Success in Science: How Global Prestige Organizes Careers
Marek Kwiek, Wojciech Roszka

TL;DR
This study reveals that academic success is multidimensional but primarily centered on global publication prestige, with top international journal publications being most influential in scientists' careers.
Contribution
It combines survey and bibliometric data using advanced statistical methods to show that global publication prestige is the core of perceived academic success.
Findings
Global publication prestige is the central dimension of success.
Publishing in top international journals correlates strongly with other success indicators.
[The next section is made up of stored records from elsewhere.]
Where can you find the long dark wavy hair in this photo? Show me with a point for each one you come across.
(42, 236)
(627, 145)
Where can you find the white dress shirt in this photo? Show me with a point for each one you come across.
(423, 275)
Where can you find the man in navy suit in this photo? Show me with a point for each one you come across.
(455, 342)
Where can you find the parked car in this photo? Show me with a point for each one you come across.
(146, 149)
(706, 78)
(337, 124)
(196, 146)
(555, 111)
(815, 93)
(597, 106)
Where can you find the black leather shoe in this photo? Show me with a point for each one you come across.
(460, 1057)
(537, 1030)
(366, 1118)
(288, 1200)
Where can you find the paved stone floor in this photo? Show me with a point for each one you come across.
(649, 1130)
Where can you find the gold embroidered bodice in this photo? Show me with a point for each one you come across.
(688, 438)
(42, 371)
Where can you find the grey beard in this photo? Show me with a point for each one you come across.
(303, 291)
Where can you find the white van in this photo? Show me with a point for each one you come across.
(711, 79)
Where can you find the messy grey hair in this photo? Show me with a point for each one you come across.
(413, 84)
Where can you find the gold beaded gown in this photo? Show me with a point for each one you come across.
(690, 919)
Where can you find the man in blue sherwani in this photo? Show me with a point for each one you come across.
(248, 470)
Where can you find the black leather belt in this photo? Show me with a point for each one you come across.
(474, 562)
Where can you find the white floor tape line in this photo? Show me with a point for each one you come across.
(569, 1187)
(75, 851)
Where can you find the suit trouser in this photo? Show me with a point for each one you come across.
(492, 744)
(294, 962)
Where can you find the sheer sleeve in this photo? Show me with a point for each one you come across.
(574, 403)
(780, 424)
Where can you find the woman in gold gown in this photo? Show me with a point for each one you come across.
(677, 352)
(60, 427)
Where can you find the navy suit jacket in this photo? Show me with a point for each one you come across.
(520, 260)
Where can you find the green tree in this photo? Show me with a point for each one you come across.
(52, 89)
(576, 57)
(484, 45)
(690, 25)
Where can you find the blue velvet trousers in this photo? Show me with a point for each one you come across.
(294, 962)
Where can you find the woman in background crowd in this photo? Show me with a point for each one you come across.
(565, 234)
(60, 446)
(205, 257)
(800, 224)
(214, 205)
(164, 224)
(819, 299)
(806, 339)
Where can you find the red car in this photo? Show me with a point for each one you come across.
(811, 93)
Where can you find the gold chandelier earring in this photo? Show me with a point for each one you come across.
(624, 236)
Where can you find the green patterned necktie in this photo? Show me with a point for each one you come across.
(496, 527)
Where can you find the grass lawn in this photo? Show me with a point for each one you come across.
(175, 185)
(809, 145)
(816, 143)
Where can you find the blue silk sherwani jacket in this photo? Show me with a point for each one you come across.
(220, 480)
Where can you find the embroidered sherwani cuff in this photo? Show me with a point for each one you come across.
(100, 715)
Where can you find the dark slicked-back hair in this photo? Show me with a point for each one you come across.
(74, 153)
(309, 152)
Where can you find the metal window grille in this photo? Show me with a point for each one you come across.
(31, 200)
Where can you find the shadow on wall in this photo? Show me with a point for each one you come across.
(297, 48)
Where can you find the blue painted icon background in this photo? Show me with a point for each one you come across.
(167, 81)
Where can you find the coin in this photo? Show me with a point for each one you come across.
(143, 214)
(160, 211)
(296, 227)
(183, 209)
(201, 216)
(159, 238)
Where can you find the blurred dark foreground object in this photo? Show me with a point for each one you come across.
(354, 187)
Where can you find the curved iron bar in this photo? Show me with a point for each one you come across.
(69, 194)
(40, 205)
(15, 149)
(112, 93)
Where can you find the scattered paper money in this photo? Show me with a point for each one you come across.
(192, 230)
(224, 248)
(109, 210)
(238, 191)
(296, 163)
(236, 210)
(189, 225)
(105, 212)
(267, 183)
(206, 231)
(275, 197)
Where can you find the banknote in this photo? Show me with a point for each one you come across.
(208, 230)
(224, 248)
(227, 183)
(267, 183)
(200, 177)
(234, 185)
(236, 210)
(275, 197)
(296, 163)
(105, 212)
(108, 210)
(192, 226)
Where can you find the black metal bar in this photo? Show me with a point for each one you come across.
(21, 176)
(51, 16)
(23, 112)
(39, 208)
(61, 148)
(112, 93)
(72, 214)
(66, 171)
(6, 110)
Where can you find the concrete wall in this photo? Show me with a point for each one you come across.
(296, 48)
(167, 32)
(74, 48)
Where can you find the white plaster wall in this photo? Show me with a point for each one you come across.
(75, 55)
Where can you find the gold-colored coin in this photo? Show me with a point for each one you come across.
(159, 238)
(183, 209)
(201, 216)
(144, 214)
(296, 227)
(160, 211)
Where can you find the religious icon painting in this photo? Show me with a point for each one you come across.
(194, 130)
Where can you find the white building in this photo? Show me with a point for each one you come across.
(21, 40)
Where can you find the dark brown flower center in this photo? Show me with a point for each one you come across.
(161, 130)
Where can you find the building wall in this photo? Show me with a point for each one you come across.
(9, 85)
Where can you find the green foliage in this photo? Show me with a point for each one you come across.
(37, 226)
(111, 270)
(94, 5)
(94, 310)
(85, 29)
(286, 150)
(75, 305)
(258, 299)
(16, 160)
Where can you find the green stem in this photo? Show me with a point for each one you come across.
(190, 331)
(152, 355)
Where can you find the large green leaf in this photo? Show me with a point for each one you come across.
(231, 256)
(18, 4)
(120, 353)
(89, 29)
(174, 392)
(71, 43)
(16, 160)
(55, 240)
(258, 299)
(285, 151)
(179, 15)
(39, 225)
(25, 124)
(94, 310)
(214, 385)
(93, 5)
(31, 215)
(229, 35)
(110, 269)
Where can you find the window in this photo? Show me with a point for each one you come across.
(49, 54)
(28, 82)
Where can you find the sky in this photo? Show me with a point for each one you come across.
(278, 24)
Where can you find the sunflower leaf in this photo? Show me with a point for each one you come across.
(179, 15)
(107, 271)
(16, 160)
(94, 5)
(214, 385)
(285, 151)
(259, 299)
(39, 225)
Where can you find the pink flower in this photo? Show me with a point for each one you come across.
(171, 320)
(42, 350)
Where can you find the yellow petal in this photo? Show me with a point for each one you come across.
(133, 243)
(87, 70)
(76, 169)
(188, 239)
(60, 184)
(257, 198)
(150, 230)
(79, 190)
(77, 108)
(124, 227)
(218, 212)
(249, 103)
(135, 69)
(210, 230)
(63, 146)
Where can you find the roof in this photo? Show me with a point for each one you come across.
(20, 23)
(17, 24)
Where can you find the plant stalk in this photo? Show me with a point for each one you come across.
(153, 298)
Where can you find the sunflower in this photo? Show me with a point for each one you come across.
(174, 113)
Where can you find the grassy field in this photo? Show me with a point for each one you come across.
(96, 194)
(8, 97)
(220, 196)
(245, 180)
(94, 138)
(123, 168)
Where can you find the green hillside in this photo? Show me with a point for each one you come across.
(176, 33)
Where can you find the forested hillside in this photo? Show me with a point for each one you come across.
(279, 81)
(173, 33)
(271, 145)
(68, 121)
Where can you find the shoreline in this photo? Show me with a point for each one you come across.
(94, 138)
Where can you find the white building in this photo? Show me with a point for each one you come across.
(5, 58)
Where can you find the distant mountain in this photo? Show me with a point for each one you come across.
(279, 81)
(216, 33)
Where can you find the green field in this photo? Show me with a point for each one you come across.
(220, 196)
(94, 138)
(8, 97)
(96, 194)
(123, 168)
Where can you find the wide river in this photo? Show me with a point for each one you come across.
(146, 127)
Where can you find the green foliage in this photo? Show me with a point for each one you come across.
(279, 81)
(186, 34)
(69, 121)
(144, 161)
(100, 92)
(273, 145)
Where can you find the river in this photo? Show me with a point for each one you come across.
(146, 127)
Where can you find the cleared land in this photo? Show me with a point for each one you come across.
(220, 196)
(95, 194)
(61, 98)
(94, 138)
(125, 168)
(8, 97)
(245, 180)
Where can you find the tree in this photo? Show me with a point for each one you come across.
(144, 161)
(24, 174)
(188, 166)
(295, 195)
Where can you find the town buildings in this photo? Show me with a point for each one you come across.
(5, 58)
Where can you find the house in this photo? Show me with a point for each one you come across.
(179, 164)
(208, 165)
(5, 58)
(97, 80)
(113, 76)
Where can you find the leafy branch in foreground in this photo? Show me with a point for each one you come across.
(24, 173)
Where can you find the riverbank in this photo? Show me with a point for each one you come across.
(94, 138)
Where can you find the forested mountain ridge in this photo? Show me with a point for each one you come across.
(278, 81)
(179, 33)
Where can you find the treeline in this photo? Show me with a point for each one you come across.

Publications in top national journals are less central and more peripheral.
Abstract
This article analyzes the structure of perceived academic success. We combine survey data from 10,848 Polish scientists with their Scopus bibliometric data at the individual level. We use polychoric correlations, exploratory factor analysis, network modeling (EBICglasso), and generalized linear mixed models in ordinal and binary forms. Our results show that academic success is multidimensional, with a clear core. This core is global publication prestige. Publishing in top international journals is the node with the highest centrality, and it is connected to other career dimensions, such as citations and international collaboration. Publications in top national journals, in contrast, are peripheral. The threshold structure of the scale indicates a selection effect. The definition of success is globally oriented and strongly tied to the hierarchy of international journals.